意図的に無視してるのかケンカ売ってるのかと思いましたが、注意したときには申し訳無さそうにしてたのでたぶん寝てたのを注意されたのと勘違いしてたんだと思います。
久しぶりにこういういらんトラブルがあった上に、上映作品が難解かつ上映時間が長いものだったので全体的に、特に後半に集中できずに終始イライラするハメになりました。こういう作品のときに集中できないとほんとにイラつくんだよな……。
それでまあ感想なんですが、本作が制作されたのは1980年。作中でも描かれていたようにベトナム戦争が兵士にもたらした影響は計り知れないものがあったと思います。そうした時代背景を考えると、本作は一種のセラピーもしくは心理実験……あるいはメタフィクションのような作品に思えました。
まず作中の状況設定からして、山奥の精神病院という閉鎖的環境で、患者たちはスーパーマンや精神科医や軍曹といった「役割」を演じています。中には多重人格者を自称する患者も。その中で、本物の精神科医であるケーンと前任の精神科医、そして件のカットショーだけが「本人」でいる。

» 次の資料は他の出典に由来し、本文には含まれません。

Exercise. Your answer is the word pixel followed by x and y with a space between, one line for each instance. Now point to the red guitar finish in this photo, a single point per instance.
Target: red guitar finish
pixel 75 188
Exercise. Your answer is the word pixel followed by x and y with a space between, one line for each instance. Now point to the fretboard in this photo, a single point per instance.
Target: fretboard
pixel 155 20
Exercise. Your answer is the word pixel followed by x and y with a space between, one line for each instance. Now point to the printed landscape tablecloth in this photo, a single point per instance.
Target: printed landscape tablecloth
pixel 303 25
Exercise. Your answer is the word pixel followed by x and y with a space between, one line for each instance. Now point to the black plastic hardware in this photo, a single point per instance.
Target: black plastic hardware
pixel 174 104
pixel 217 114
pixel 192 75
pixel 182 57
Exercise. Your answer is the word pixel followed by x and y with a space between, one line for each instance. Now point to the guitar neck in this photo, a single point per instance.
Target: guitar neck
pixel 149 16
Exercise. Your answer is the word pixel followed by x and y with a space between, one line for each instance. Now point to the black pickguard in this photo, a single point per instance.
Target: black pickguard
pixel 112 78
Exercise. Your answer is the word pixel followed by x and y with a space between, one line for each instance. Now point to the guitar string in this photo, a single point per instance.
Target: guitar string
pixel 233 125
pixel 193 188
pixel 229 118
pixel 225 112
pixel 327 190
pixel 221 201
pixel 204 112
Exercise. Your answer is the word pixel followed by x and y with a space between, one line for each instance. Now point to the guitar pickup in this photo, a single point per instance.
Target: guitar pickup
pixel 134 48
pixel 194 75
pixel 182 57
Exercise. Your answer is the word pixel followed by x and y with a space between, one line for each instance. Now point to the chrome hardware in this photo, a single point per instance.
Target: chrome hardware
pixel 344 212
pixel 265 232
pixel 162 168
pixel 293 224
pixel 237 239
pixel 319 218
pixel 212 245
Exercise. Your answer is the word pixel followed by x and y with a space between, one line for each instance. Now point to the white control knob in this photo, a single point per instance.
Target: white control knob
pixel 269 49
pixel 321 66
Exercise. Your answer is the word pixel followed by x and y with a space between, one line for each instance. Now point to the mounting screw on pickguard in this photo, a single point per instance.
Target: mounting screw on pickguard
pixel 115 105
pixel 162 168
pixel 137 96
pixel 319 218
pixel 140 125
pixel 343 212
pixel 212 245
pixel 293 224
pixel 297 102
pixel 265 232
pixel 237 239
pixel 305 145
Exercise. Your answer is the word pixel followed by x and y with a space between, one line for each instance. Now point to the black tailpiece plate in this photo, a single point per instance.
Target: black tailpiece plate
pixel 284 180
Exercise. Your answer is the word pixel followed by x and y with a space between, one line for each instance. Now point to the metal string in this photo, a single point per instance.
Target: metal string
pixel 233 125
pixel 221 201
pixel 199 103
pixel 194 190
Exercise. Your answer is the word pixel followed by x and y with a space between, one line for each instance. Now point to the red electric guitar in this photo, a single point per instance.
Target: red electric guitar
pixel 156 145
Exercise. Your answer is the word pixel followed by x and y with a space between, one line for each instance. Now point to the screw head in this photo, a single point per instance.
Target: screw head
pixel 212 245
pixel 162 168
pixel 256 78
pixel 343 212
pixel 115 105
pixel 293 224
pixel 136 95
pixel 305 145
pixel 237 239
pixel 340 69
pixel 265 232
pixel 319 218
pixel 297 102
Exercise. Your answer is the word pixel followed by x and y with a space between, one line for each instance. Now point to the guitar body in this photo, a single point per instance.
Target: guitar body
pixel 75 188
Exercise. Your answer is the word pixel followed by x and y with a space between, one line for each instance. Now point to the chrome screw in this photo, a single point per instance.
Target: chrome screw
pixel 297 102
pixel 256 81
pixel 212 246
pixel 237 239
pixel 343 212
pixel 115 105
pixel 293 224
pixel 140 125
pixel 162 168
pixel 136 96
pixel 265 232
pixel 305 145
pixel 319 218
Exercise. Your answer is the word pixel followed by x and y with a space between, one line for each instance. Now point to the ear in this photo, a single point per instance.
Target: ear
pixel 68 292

これ、「映画」というフィクション構造をそのまま当てはめたメタフィクション演出のような気がします。本作にはいわゆる「映画の映画」としての側面がありそう。
そもそも本作の最重要キャラの名前が「カットショー」というのがあまりにも作為的。
また本作は、信仰を大きなテーマとしているのは明白です。作中ではケーンが信仰=善としての理論を説くシーンがありますが、フィクションにおいて信仰は揺らぐもの。

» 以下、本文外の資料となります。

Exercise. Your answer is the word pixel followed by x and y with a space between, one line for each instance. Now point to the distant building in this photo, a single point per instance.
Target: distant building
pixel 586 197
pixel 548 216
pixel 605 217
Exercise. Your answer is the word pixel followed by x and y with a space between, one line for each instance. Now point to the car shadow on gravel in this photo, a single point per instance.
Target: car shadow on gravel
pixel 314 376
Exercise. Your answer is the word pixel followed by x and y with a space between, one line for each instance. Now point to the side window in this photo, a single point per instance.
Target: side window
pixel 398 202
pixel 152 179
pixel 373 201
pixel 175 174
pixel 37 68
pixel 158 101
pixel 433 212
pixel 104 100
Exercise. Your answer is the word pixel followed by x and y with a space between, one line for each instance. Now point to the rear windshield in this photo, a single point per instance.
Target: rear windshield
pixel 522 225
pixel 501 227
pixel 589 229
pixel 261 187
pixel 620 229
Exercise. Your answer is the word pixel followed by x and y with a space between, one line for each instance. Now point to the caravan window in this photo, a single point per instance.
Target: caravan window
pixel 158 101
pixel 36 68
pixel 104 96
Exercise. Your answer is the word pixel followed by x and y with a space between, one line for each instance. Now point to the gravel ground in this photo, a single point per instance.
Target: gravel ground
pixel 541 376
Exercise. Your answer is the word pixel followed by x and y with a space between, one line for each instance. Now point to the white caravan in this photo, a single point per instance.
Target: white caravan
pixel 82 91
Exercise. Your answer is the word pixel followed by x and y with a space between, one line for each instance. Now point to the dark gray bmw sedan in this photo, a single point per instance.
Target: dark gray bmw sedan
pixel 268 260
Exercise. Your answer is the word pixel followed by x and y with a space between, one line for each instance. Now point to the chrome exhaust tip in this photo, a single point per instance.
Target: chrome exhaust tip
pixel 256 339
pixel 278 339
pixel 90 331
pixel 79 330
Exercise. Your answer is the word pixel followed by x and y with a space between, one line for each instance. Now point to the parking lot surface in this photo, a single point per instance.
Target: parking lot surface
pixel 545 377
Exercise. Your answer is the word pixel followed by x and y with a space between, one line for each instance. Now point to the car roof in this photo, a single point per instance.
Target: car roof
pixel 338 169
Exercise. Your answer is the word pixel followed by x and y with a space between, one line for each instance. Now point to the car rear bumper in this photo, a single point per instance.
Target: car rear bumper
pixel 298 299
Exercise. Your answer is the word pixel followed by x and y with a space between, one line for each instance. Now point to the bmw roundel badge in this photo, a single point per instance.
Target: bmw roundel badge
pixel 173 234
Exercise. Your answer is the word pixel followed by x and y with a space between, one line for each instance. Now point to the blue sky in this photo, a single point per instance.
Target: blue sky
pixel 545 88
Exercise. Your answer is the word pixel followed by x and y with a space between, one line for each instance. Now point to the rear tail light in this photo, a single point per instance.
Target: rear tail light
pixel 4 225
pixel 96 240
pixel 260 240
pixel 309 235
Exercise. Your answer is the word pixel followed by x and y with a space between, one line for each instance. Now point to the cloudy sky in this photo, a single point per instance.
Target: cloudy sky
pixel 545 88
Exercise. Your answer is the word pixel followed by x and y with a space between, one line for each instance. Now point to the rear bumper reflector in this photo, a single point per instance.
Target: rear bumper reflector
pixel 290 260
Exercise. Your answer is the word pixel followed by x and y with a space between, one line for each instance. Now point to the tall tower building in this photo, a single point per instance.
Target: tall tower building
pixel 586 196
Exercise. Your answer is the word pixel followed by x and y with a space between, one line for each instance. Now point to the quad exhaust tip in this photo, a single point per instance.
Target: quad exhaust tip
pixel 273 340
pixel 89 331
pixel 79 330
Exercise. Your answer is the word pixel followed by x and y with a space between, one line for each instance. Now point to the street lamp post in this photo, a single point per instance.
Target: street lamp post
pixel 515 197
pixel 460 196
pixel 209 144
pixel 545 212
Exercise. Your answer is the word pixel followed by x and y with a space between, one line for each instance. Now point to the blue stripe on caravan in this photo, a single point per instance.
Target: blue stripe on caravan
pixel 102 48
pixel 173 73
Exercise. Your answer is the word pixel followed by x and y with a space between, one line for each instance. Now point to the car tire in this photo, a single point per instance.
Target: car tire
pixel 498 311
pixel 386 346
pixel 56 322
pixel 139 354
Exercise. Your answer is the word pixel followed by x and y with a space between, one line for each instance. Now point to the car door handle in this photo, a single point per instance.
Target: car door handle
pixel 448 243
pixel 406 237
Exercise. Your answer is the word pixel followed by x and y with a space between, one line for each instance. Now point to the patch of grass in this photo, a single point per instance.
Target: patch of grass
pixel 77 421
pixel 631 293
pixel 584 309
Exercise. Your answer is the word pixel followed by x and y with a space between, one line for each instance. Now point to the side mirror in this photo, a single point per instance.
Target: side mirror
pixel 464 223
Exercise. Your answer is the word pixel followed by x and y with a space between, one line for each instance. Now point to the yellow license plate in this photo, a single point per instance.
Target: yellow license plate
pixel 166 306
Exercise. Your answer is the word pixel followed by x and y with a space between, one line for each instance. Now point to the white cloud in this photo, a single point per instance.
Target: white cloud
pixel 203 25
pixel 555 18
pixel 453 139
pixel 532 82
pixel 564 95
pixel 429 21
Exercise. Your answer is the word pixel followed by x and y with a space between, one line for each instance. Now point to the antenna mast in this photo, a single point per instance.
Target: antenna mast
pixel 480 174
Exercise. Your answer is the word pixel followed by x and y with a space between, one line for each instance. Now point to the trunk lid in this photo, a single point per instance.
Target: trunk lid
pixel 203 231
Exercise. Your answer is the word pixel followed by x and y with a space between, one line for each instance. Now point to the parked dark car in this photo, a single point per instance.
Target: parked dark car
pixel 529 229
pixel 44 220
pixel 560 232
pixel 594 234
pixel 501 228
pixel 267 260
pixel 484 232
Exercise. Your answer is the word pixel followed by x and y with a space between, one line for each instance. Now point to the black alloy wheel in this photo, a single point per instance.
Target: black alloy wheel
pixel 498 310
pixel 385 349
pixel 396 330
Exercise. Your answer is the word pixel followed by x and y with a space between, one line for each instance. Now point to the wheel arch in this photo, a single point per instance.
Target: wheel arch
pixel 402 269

そしてケーンの信仰が揺らぐのはどこかというと、実は過去にベトナム戦争で虐殺を行った時点なんですよね。ケーンの信仰はすでに盤石なものではなかった。
さらには後半でケーンは実は精神科医ではなく精神病患者であったことが明かされます。なので本作の舞台である精神病院はまるごとある種の実験場であり、本作自体もまた、「これでもまだ神を、善を信仰できるのか?」と見るものの信仰を試すかのような作品だったと思います。